Upgrade / Downgrade Strategy

There are e2es for sysctl behaviour on upgrades.

Version Skew Strategy

N/A

Production Readiness Review Questionnaire

Feature Enablement and Rollback

How can this feature be enabled / disabled in a live cluster?
  • Feature gate (also fill in values in kep.yaml)
    • Feature gate name: Sysctls
    • Components depending on the feature gate: kubelet, apiserver
  • Other
    • Describe the mechanism:
    • Will enabling / disabling the feature require downtime of the control plane?
    • Will enabling / disabling the feature require downtime or reprovisioning of a node?
Does enabling the feature change any default behavior?

No. Enabling the feature allows the use of sysctls.

Can the feature be disabled once it has been enabled (i.e. can we roll back the enablement)?

Yes, disable the feature flag.

What happens if we reenable the feature if it was previously rolled back?

Feature will become available again on the component.

Are there any tests for feature enablement/disablement?

Not currently. Feature has defaulted to on since 1.11; graduation criteria would lock feature to on.

Rollout, Upgrade and Rollback Planning

How can a rollout fail? Can it impact already running workloads?

N/A

What specific metrics should inform a rollback?

N/A

Were upgrade and rollback tested? Was the upgrade->downgrade->upgrade path tested?

Yes: https://github.com/kubernetes/kubernetes/blob/28e2e12b887fe082929d3ece4b3cbd572dc15d39/test/e2e/upgrades/sysctl.go

Is the rollout accompanied by any deprecations and/or removals of features, APIs, fields of API types, flags, etc.?

N/A

Monitoring Requirements

How can an operator determine if the feature is in use by workloads?

No metric currently exists. Feature flag will be set to on and Pod or PSP specifications will include sysctl fields set.
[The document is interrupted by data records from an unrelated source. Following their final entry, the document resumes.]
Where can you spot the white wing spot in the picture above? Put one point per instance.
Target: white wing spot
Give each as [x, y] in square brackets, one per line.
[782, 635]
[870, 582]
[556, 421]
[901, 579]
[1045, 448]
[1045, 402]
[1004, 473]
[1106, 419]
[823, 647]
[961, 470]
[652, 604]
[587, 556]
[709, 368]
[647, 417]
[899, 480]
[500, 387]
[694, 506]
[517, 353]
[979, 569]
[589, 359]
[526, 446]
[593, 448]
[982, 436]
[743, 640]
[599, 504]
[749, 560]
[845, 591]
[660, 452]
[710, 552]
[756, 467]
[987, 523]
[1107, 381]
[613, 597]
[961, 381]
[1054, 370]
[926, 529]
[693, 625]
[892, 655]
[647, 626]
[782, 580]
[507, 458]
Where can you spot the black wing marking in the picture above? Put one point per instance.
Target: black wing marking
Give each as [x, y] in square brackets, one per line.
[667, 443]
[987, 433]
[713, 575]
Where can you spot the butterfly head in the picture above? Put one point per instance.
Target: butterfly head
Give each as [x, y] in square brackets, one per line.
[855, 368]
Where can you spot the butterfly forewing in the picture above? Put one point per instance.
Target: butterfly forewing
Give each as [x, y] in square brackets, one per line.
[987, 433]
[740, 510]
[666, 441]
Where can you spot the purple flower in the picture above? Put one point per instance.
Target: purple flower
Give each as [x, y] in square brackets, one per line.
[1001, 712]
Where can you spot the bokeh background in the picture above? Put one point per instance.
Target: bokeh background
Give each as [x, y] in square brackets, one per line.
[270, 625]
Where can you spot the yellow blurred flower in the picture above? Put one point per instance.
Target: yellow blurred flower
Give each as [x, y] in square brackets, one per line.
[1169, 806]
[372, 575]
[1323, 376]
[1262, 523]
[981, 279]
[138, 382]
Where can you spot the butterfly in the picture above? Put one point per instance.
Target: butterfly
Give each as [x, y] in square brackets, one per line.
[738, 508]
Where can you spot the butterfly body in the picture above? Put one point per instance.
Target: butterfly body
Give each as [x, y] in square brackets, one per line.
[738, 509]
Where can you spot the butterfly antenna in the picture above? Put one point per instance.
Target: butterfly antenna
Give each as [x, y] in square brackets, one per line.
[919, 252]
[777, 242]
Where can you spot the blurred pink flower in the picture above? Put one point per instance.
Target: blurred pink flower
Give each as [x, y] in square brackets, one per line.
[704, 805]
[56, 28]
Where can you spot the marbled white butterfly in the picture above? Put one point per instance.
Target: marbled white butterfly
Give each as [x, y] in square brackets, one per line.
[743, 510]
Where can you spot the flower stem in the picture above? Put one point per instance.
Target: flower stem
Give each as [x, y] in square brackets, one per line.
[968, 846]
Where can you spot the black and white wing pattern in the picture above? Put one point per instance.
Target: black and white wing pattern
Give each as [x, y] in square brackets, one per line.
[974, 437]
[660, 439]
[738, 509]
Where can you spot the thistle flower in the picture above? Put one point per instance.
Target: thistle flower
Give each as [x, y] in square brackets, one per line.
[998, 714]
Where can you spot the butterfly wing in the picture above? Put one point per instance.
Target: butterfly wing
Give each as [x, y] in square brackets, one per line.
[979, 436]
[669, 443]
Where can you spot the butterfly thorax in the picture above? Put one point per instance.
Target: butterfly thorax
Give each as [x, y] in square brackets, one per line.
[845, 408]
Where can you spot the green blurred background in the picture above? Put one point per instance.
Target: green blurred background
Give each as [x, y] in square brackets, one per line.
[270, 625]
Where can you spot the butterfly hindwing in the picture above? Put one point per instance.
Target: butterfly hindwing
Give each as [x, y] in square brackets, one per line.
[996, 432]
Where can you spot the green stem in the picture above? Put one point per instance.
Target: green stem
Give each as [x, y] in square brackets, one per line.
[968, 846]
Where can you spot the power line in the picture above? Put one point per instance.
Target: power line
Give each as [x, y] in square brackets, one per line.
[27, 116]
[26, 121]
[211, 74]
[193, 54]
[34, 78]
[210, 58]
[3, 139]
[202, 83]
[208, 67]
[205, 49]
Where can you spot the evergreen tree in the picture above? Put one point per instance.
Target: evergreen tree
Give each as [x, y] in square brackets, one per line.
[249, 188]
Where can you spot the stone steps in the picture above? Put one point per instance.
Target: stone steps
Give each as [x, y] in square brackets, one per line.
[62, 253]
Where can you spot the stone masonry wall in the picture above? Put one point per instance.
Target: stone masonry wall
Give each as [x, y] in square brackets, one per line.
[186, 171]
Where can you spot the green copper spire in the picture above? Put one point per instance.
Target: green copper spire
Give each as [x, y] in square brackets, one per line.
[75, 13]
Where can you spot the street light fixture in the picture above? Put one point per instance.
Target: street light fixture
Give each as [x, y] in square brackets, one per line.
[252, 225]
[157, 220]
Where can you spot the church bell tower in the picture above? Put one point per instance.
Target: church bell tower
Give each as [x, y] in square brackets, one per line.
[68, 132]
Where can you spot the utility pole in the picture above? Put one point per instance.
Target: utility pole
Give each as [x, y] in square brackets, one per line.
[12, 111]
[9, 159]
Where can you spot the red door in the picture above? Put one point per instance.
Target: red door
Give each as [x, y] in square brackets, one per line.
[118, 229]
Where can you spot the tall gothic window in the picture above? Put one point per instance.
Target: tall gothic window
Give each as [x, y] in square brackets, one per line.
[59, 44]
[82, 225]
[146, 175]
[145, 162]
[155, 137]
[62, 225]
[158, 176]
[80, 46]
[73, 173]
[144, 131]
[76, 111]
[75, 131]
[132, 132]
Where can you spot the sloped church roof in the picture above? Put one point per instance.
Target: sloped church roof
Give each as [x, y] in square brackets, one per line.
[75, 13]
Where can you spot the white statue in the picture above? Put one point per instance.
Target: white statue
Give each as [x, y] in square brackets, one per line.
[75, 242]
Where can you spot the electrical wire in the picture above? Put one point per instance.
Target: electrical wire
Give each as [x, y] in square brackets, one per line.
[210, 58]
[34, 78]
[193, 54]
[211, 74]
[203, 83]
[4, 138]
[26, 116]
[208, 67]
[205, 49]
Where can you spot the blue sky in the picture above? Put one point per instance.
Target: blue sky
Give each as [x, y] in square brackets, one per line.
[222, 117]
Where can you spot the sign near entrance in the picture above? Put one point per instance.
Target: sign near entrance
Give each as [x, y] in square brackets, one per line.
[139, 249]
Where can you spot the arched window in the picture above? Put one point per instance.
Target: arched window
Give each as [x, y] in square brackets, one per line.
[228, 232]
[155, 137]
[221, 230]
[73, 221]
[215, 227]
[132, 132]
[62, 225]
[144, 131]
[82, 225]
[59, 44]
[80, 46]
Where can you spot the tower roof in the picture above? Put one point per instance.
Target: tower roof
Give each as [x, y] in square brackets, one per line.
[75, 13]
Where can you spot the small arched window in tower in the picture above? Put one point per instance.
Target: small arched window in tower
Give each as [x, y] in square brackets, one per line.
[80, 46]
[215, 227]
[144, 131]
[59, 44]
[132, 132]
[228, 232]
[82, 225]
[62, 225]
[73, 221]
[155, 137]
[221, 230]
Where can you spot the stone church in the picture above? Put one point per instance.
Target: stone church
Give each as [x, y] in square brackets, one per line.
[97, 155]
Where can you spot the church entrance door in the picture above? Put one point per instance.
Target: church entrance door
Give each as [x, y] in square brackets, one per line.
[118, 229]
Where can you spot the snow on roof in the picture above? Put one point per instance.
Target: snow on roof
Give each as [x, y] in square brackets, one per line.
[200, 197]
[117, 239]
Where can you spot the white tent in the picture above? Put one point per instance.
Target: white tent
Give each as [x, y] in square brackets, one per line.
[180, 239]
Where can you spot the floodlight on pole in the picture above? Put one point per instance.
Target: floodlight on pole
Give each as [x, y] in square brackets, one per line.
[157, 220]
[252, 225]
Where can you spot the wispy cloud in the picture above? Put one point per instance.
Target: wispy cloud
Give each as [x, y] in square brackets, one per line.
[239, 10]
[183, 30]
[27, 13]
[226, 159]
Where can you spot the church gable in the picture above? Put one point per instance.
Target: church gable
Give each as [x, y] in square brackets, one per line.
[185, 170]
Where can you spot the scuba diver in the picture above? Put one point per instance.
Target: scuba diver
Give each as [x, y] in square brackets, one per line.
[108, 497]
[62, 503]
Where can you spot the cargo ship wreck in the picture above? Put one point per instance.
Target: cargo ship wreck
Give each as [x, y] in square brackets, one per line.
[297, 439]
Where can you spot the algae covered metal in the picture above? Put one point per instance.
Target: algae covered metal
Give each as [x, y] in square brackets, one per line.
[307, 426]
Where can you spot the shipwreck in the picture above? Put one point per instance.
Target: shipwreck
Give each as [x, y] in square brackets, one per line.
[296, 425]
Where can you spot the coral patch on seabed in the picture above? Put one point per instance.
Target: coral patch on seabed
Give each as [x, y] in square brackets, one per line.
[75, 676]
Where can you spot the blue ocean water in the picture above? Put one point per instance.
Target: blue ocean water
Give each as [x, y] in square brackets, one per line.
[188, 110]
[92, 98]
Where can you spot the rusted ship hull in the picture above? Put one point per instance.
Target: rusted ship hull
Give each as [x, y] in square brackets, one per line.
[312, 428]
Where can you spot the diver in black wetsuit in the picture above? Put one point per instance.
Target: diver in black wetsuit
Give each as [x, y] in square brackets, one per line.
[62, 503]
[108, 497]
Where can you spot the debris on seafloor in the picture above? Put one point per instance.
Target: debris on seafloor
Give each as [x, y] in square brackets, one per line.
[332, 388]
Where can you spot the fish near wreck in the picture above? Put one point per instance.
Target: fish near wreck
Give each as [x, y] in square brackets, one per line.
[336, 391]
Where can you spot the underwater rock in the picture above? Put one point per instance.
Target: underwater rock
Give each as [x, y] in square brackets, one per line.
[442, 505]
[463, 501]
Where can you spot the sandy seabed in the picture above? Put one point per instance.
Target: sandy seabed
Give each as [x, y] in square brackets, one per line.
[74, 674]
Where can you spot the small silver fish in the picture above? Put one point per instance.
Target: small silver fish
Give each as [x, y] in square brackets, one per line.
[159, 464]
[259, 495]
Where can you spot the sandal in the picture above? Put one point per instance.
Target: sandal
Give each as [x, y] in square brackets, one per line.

What are the SLIs (Service Level Indicators) an operator can use to determine the health of the service?

N/A, not a service.

What are the reasonable SLOs (Service Level Objectives) for the above SLIs?

N/A, not a service.

Are there any missing metrics that would be useful to have to improve observability of this feature?

N/A

Dependencies

Underlying kernel support for sysctls.

Does this feature depend on any specific services running in the cluster?

No.

Scalability

Will enabling / using this feature result in any new API calls?

No.

Will enabling / using this feature result in introducing new API types?

No.

Will enabling / using this feature result in any new calls to the cloud provider?

No.

Will enabling / using this feature result in increasing size or count of the existing API objects?

Yes: pods and PSPs have new fields for sysctl values.

Will enabling / using this feature result in increasing time taken by any operations covered by existing SLIs/SLOs?

No.

Will enabling / using this feature result in non-negligible increase of resource usage (CPU, RAM, disk, IO, ...) in any components?

No.

Troubleshooting

How does this feature react if the API server and/or etcd is unavailable?

Feature is an API field on pod specification; kubelets behave as usual when API server/etcd are unavailable.

What are other known failure modes?

There may be some follow-ups required to improve usability, but I do not believe this should block graduation.

Any scheduling enhancement we make around a node that is configured to allow unsafe sysctls would be a distinct feature.

What steps should be taken if SLOs are not being met to determine the problem?

SLOs do not apply, N/A.

Implementation History

Drawbacks / Alternatives

See also: original design alternatives and considerations

Infrastructure Needed (Optional)

N/A